‘He never stops smiling’: six-year-old rider with leukaemia is reserve champion at first show

  • A six-year-old rider who has “never stopped smiling” during 18 months of treatment for acute lymphoblastic leukaemia (ALL) stood reserve champion at his first show.

    Daniella Stuchberry told H&H her son Charlie has barely ridden his Welsh section C Bobby, whom he was given a week before his diagnosis last January, but he was determined to go to the Leyland and District Riding Club show at Coppull on 10 September.

    “He said he’d had the best day ever,” Daniella said. “I was so proud. He was in pain but he never complained.”

    Daniella, who rides and showjumps but has put that on hold since Charlie’s diagnosis, said Charlie was five when she took him to the doctor to have a rash checked in January 2022.

    “The doctor sent him straight to hospital, and within a couple of hours, they said they thought he had leukaemia and would be going to Alder Hey [children’s hospital] first thing for treatment,” she said. “We thought ‘What?’ We’d been at the stables that morning and just thought we’d get this little rash looked at. It’s been a long journey.”

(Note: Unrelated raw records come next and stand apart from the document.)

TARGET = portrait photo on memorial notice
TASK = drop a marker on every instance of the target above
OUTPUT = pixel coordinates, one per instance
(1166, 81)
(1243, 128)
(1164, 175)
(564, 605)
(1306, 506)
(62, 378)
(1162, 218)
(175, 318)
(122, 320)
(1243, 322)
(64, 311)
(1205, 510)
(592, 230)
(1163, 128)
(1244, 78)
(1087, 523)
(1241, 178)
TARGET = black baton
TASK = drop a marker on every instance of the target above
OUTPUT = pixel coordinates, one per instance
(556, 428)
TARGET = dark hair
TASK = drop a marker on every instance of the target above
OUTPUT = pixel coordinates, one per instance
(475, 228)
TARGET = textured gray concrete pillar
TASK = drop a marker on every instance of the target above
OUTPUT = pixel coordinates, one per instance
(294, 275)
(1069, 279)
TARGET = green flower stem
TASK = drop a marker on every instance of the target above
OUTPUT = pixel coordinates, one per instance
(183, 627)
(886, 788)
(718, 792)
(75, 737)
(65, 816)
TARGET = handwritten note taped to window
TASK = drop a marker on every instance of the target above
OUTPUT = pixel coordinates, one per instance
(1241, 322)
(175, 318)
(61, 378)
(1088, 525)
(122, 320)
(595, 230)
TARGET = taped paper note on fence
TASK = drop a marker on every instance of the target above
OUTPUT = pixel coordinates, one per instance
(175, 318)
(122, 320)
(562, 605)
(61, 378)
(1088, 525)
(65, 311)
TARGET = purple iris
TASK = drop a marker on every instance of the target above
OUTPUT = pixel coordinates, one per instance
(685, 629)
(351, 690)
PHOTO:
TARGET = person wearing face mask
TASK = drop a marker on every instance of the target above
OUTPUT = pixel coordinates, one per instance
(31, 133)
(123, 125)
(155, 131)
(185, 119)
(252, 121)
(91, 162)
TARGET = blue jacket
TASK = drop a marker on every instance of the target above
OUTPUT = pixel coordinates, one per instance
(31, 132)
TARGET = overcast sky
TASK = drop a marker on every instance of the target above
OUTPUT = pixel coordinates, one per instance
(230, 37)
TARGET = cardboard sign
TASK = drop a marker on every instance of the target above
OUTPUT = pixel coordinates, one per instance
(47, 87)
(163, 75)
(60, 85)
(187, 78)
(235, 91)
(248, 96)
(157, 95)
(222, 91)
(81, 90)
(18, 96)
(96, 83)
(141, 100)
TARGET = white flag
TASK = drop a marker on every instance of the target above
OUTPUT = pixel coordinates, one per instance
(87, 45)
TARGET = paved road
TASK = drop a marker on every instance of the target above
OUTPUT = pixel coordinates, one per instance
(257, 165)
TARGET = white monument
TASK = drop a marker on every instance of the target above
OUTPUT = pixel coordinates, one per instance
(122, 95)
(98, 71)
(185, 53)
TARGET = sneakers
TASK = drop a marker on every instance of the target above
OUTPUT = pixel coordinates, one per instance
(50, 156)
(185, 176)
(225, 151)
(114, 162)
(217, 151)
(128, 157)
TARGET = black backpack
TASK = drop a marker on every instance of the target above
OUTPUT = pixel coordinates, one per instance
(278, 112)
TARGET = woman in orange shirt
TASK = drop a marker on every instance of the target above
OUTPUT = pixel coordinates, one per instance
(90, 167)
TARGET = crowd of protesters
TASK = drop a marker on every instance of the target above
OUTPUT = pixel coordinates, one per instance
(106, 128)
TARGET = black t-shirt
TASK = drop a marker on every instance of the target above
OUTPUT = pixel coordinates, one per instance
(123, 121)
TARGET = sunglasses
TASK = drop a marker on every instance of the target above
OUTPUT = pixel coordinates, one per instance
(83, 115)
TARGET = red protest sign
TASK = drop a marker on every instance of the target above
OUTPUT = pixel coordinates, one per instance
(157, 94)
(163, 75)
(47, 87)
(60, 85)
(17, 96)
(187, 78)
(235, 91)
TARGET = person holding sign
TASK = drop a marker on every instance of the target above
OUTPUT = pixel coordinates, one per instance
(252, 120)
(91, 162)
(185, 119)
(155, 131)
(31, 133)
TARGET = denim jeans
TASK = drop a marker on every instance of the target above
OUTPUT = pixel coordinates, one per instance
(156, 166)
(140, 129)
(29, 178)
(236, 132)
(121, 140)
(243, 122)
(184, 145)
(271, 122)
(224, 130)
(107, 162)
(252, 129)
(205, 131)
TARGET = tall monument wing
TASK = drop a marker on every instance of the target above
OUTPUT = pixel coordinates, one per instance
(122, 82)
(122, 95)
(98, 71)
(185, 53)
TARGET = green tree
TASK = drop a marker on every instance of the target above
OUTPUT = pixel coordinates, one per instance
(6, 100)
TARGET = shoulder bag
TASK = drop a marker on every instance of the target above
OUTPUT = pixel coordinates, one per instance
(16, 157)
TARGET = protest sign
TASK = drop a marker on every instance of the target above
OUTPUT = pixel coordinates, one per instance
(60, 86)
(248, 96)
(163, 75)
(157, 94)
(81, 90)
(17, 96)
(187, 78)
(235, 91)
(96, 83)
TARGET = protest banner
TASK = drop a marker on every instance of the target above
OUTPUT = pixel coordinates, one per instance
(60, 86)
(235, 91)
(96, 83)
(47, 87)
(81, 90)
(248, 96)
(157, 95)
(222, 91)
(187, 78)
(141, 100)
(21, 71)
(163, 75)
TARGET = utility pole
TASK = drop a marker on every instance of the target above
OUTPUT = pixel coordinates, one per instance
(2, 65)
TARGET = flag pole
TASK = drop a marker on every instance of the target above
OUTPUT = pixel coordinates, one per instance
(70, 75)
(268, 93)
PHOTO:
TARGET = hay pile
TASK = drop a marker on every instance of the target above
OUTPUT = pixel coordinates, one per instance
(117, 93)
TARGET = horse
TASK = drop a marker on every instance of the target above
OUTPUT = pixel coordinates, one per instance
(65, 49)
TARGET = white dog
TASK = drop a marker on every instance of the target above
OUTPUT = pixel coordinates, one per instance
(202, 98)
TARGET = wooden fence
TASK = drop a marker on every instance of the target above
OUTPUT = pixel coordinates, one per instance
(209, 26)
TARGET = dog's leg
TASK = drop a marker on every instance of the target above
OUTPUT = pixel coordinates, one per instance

    ALL is one of the most common childhood cancers, and the survival rate is over 90%. Charlie has had months of intense chemotherapy, and is now on maintenance treatment, which means regular blood transfusions and daily oral chemotherapy at home. Daniella hopes his treatment will come to an end next March but he is still also on medication to control his pain, and uses a wheelchair as his legs are so weak and painful as a result of the chemo.

    “He doesn’t understand what cancer is, luckily,” Daniella said. “He missed half his reception year but did about half of year one, and friends said things like ‘People with cancer die’. I think that’s when he first realised it wasn’t a normal illness, but he always smiles, and he’s still smiling.

    “He’s starting to feel a bit more normal-ish, and he said he wanted to go to this show. I had no idea about showing; what we needed to do and wear, but the young girl who’s been riding Bobby does showing, and so does our lovely groom, so we had some help!”

    Bobby and Charlie competed in the best-mannered pony class, one for disabled riders and one for the pony the judge would most like to take home. They scored two wins and a second, and were invited to contest the children’s championship, in which they stood reserve.

    “I thought it would be too long a day but he wanted to do it,” Daniella said. “The club gave him a special rosette for being so brave, which was lovely; we’re not members but they made sure he felt part of it. They let us have a leader and a person on either side in case he struggled with his balance, and he loved it. He was made up.

    “I said he didn’t have to trot but he was adamant he wanted to ‘do his up-downs’. He was in pain but he fought through it. It just shows that there are no limitations; if you want to do it and try your best, that’s what matters. It’s not about winning or looking the best, it’s about having fun and enjoying the time you have with horses. And it shows how special they are, the way Bobby looked after him. It was an emotional day.”

    Daniella wanted to share Charlie’s story in September, which is childhood cancer awareness month, to share the symptoms of ALL and raise awareness.

    “It’s not talked about the same as adult cancer; ALL is one of the most common ones in the UK but we’d heard nothing about it till it affected us,” she said. “You don’t know how many children are affected till you’re sitting on the oncology ward. Your world stops the day it’s diagnosed.

    “A lot of people don’t realise the impact it has on parents and families; I stopped working and we sold horses because your priorities change completely.”

    Daniella added that Charlie now seems to have been bitten by the showing bug and wants to join the riding club next year.

    “I never thought I’d enjoy showing!” she said. “But I think he’s hooked. Charlie puts a smile on everyone’s face. It’s so hard what he’s been through and just to see him like every other kid, and doing well – it wasn’t pity votes, he and the pony did well. He was in pain that night but it was worth it for him; he was so happy and proud he’d done it.”